For the first time in five years, small businesses are switching to growth—not survival—mode, investing in technology, new employees, and more product and service offerings.

Since 2006, smaller companies have cited survival as their top priority, according to the American Express OPEN Small Business Monitor. But this year’s study found small businesses primarily dealing with growth, a welcome change that could well mark the official end of the recession, American Express said. Six months ago, small businesses were faring better as a result of their streamlining, employee layoffs and other cost-cutting initiatives.

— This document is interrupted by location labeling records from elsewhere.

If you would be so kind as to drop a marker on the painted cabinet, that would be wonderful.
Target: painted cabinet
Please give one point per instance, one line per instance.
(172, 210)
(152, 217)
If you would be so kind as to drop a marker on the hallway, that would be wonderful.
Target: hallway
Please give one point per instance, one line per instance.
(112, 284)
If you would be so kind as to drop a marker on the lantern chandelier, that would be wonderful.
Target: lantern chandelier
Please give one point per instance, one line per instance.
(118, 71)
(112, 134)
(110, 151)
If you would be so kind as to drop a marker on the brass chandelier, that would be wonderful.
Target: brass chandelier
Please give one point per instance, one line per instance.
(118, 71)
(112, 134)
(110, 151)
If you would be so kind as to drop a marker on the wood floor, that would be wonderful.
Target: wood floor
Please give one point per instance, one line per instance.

“Over the 10-year history of the Monitor, we have witnessed the true resiliency of small-business owners,” Susan Sobbott, president of American Express OPEN, said in a statement. “They streamlined operations, shifted priorities and made tough staffing choices during the recession, but they have come out the other side stronger than ever. They are taking calculated risks, hiring at pre-recession levels, and the mindset has shifted from maintaining to growing.”

Today, about 27 percent of respondents are concerned about economic uncertainty, compared with 35 percent in fall 2010, the report found. In fact, 37 percent expect their companies will grow, and 56 percent are willing to take a financial risk to fund that expansion, according to American Express. The majority—or 65 percent—of small-business owners expect growth to be slow and steady, although 16 percent are planning for aggressive growth. However, 18 percent of those polled said they were still in survival mode.

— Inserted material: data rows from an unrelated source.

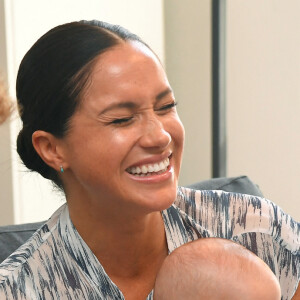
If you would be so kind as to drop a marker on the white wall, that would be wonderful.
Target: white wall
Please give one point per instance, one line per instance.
(26, 21)
(188, 61)
(263, 85)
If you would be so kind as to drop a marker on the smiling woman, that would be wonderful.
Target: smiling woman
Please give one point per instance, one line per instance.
(111, 139)
(5, 103)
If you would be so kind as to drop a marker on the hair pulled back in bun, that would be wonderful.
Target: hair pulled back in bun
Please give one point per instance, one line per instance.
(52, 77)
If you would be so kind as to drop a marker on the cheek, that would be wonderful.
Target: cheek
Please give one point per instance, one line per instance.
(177, 132)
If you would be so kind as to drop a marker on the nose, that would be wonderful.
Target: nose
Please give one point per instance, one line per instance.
(154, 135)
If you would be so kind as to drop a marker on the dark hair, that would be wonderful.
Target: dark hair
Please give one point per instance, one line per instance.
(52, 77)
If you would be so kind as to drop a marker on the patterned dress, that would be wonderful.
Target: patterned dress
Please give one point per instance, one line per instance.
(56, 263)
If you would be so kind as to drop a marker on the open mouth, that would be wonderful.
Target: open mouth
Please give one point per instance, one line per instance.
(150, 169)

To support their anticipated growth, 44 percent of executives will make capital investments in their businesses, up from 38 percent in the fall. One-third of these entrepreneurs will spend that money on technology such as computer hardware and software, the Monitor said. In addition to running their companies, small businesses plan to incorporate technology into their marketing plans, with 65 percent expecting to develop a company Website, 36 percent planning to use search-engine optimization and 35 percent looking to invest in social networking.

Small business’ use of social media is rapidly growing, according to BIA/Kelsey’s Local Commerce Monitor, an ongoing study of the advertising spending habits of small and midsize businesses, conducted with research partner ConStat. This year, the use of social platforms for local media and advertising will become a $23 billion digital advertising market, BIA/Kelsey predicted, eWEEK reported.

Social-media investments not only include experts proficient at Facebook, Twitter, LinkedIn and YouTube. Businesses also demand a return on investment, using an array of measurements, ranging from site traffic and number of fans to positive customer mentions and page views, according to eMarketer. The number of companies that do not track metrics fell to 6.9 percent in 2011 from 18.3 percent last year, eMarketer determined.

However, funding this growth could pose a challenge: Two-thirds of respondents were concerned about the cash-flow situation, the study said, up from 60 percent a year ago and 53 percent last fall.